An attacker can send a single unauthenticated request with crafted input to cause high CPU usage and saturate Node.js workers, effectively making the application unresponsive.

Because the regex CPU usage is unbounded and not limited by memory settings, this can lead to resource exhaustion and potential downtime or degraded performance of services relying on LiquidJS.

Detection Guidance

This vulnerability can be detected by monitoring for unusually high CPU usage or event-loop blocking in Node.js processes running LiquidJS versions 10.25.7 and below. Specifically, look for processes that stall or become unresponsive when processing inputs containing many '<script', '<style', or '<!--' tokens without matching closers.

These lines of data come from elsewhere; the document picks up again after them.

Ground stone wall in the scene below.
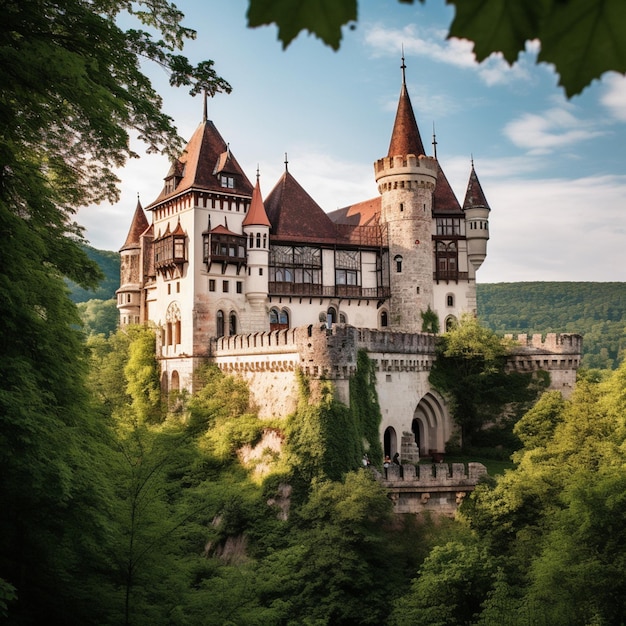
[374,463,487,515]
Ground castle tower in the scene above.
[463,159,491,274]
[115,198,149,326]
[374,57,437,332]
[242,171,271,329]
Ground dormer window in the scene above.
[220,174,235,189]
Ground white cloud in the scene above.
[600,73,626,122]
[478,176,626,283]
[503,104,604,154]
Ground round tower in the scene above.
[374,59,437,332]
[242,172,270,329]
[115,198,149,326]
[463,159,491,274]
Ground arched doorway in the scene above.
[411,391,451,457]
[383,426,399,457]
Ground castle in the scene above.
[117,62,580,460]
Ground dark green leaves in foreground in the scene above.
[248,0,626,97]
[248,0,357,50]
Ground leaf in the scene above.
[538,0,626,98]
[247,0,357,50]
[448,0,548,64]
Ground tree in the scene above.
[0,0,230,624]
[248,0,626,97]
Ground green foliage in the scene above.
[248,0,626,97]
[389,540,497,626]
[66,245,120,303]
[76,300,120,336]
[477,282,626,369]
[350,350,383,467]
[429,315,547,450]
[420,304,439,334]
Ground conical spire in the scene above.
[387,55,426,157]
[242,171,271,226]
[463,159,491,210]
[120,196,149,251]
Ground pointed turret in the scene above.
[374,57,438,332]
[115,198,150,326]
[242,171,271,328]
[387,58,426,157]
[463,159,491,272]
[265,168,337,242]
[148,120,252,209]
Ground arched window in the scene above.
[326,306,337,326]
[215,311,224,337]
[170,370,180,391]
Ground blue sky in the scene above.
[78,0,626,283]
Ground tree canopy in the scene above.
[248,0,626,97]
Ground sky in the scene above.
[78,0,626,283]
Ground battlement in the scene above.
[374,463,487,515]
[505,333,583,355]
[374,154,437,178]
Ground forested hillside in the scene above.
[477,282,626,369]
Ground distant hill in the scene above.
[477,282,626,369]
[68,251,626,369]
[66,246,120,303]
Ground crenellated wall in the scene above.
[374,463,487,515]
[506,333,583,398]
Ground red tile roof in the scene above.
[242,176,271,226]
[328,196,381,226]
[265,171,337,243]
[148,120,252,209]
[433,163,463,216]
[120,199,149,252]
[463,163,491,210]
[387,82,426,157]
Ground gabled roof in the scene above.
[120,198,149,252]
[433,162,463,217]
[328,196,381,226]
[463,162,491,210]
[148,120,252,208]
[387,80,426,157]
[209,224,242,237]
[265,171,337,243]
[241,174,271,226]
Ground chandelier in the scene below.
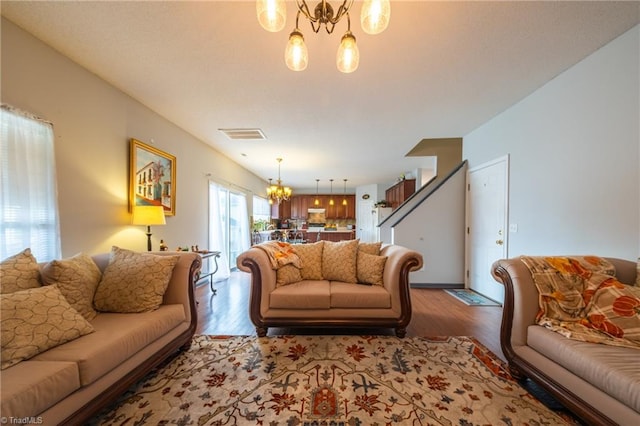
[267,158,291,204]
[256,0,391,73]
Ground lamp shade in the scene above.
[336,31,360,74]
[360,0,391,34]
[284,28,309,71]
[131,206,167,226]
[256,0,287,33]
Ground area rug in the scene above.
[91,336,570,426]
[445,288,500,306]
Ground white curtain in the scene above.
[0,105,61,262]
[209,182,231,281]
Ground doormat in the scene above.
[445,288,502,306]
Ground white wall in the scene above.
[463,26,640,260]
[1,19,265,256]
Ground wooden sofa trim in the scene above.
[60,256,202,426]
[242,251,421,337]
[493,265,617,426]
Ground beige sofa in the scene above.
[492,258,640,425]
[0,252,201,425]
[237,240,423,337]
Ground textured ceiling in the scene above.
[1,0,640,188]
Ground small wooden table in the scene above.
[196,251,220,296]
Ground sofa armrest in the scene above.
[491,258,540,357]
[491,258,636,358]
[380,245,423,323]
[236,247,276,324]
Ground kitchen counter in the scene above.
[258,228,356,243]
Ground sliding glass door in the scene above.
[209,182,250,272]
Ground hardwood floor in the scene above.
[196,271,504,360]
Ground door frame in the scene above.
[464,154,509,289]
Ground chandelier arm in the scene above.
[329,0,353,25]
[296,0,318,23]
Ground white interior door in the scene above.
[466,156,509,303]
[356,200,376,243]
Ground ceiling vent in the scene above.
[218,129,267,140]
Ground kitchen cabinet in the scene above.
[271,200,291,220]
[385,179,416,210]
[304,231,356,243]
[278,194,356,220]
[291,195,313,220]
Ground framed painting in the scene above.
[129,139,176,216]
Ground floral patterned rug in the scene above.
[92,336,570,426]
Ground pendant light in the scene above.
[256,0,286,33]
[267,158,292,204]
[256,0,391,73]
[342,179,347,206]
[313,179,320,206]
[336,31,360,74]
[360,0,391,35]
[329,179,335,206]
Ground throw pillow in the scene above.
[293,241,324,280]
[322,240,359,283]
[357,253,387,286]
[0,248,41,294]
[583,278,640,342]
[276,265,302,287]
[93,247,179,313]
[42,253,102,321]
[358,241,382,256]
[0,285,93,370]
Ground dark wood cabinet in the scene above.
[271,200,291,220]
[385,179,416,210]
[291,195,313,220]
[284,194,356,220]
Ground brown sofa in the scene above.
[492,258,640,425]
[0,252,201,425]
[237,240,423,337]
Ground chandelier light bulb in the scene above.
[256,0,287,33]
[284,28,309,71]
[336,31,360,74]
[360,0,391,35]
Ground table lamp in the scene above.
[131,206,166,251]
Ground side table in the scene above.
[196,251,220,296]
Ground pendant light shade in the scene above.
[267,158,292,204]
[329,179,335,206]
[256,0,391,73]
[360,0,391,35]
[336,31,360,74]
[313,179,320,206]
[256,0,287,33]
[342,179,347,206]
[284,28,309,71]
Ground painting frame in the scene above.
[129,138,177,216]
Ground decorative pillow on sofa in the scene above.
[93,247,179,313]
[0,285,93,370]
[0,248,41,294]
[584,278,640,342]
[357,252,387,286]
[42,253,102,321]
[358,241,382,256]
[322,240,359,283]
[276,265,302,287]
[293,241,324,280]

You can attempt to reproduce the issue by sending a crafted request containing a large number of repeated '<script' tokens (e.g., a string repeated 50,000 times) to the affected service and observe if the Node.js event loop is blocked or CPU usage spikes significantly.

While no specific commands are provided in the context, general commands to monitor Node.js process performance include:

  • Using top or htop to observe CPU usage: `top -p <node_process_pid>`
  • Using Node.js built-in diagnostics or profiling tools to detect event loop delays.
  • Using network monitoring tools to detect unusually large or malformed requests containing many '<script' tokens.
Mitigation Strategies

The immediate step to mitigate this vulnerability is to upgrade LiquidJS to version 10.26.0 or later, where the issue has been fixed.

Until the upgrade can be applied, consider implementing input validation or sanitization to block or limit inputs containing excessive '<script', '<style', or '<!--' tokens that could trigger the regex backtracking.

Additionally, monitor and limit request sizes and rate-limit requests to reduce the risk of denial-of-service caused by crafted inputs.